|
I don't think "arbitrary linear algebra operations" is a valid critique. If you understand PCA as "take the SVD of the data", then the operations seem arbitrary. But if you understand it as, "construct a low-rank approximation in the L2 sense to the data, or its covariance", then it's not. Also, I don't think that the (very legitimate) "dimensional" critique of PCA applies here. The units on the coordinates of the representation are the same: the presence or absence of that prime factor. To the original question: my suspicion is that PCA might pull out the even numbers (first PC) and the divisible by 3 numbers (second PC), because these two factors may explain the most variability in the underlying vector representation. If it did, that would be pretty intuitive, although not as interesting. --- Edited to add: Suspicion turned out to be true. For the first 2000 integers, the top 6 PCs turned out to correspond to the first 6 primes (2, 3, 5, 7, 11, 13).
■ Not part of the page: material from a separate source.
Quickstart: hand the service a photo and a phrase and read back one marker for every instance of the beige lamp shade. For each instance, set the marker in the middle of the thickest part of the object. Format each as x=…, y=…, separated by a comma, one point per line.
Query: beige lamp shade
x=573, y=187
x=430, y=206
Plot at: https://imgur.com/a/qi2Sx5u? function [nums,pcs]=pca_prime(nMax,nPC)
nums = zeros(nMax, nMax);
for k = 2:nMax,
nums(k,factor(k)) = 1; % vector representation of "k"
end;
% 2:end because don't care about 1 as a "prime"
pcs = pca(nums(2:end,:), 'NumComponents', nPC);
-- [nums,pcs]=pca_prime(2000,10); % "svd" would work too
plot(pcs(:,1:6)); % first 6 PCs
|